Ce qui arriva ensuite, c’est ce qu’il vous raconte lui-même dans ces pages s’adressant directement à son lecteur, à vous qui l’écoutez envoûté… sauf que vers la moitié du livre, pratiquement par hasard, vous découvrez qu’en fait, ce n’est pas à vous qu’il parle mais à la personne à qui il va adresser ces pages. Et cette personne est… je vous laisse le découvrir.
Hermann est un menteur, mais un menteur compulsif. Il ne peut pas se retenir.
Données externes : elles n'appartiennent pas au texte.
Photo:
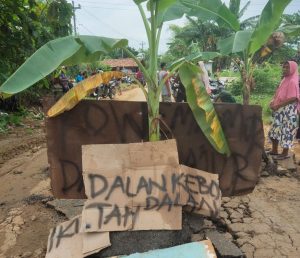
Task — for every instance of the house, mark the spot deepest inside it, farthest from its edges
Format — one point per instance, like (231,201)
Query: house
(127,65)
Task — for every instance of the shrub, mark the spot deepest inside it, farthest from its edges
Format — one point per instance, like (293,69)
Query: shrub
(267,77)
(235,87)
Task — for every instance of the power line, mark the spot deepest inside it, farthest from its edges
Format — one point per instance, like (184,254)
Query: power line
(86,29)
(108,25)
(74,15)
(110,4)
(108,8)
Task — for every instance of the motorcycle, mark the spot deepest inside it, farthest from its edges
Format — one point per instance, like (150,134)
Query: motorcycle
(126,79)
(216,87)
(106,90)
(178,90)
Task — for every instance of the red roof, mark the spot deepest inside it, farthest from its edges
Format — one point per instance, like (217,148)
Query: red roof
(123,62)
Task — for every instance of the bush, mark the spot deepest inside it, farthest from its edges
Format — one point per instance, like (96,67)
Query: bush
(267,77)
(7,120)
(235,87)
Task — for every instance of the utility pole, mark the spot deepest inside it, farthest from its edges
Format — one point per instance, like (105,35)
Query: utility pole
(142,44)
(74,16)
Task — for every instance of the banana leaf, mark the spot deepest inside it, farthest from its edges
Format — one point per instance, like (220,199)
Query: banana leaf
(212,9)
(290,30)
(203,56)
(202,107)
(269,21)
(80,91)
(67,51)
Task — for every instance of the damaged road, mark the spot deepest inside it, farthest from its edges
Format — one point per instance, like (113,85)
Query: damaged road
(263,223)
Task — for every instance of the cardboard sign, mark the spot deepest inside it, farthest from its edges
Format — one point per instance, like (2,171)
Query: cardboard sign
(203,249)
(141,186)
(65,240)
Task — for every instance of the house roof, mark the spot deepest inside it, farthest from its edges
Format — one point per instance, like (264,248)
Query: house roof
(122,62)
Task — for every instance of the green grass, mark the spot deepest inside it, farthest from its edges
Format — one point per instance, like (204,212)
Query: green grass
(262,100)
(229,73)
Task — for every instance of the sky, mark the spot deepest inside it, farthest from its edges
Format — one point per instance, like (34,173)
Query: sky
(121,19)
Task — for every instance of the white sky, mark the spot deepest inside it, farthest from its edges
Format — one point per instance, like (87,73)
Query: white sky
(121,19)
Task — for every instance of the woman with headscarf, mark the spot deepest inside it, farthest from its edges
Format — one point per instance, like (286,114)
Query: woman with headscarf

Il ment tout le temps, si bien que maintenant, il s’embrouille totalement, non qu’il y croie comme un mythomane, mais parce qu’il ne sait plus trop ce qu’il a dit à qui et quel rôle il doit jouer avec chacun. Son univers est ainsi devenu extrêmement instable et incertain. Mais il fonce quand même sans trop de crainte, certain ou à peu près, de toujours retomber sur ses pattes. Il faut vous dire qu’Hermann se croit très malin et manifeste une forte tendance à prendre les autres pour des imbéciles. Bientôt, dans ce labyrinthe, le lecteur, malin lui aussi, devine une issue imprévue, mais…
L’écriture de Nabokov est ici encore, d’une maîtrise extraordinaire. Il est impossible de ne pas l’admirer. Au sujet de La Méprise, après avoir « démoli » les commentaires des critiques professionnels (qu’il détestait de façon épidermique) Nabokov conclut: « Les lecteurs ordinaires, en revanche, se réjouiront de sa structure simple et de son intrigue plaisante. »
C’est vrai.
Mais néanmoins, rien n’est plus faux.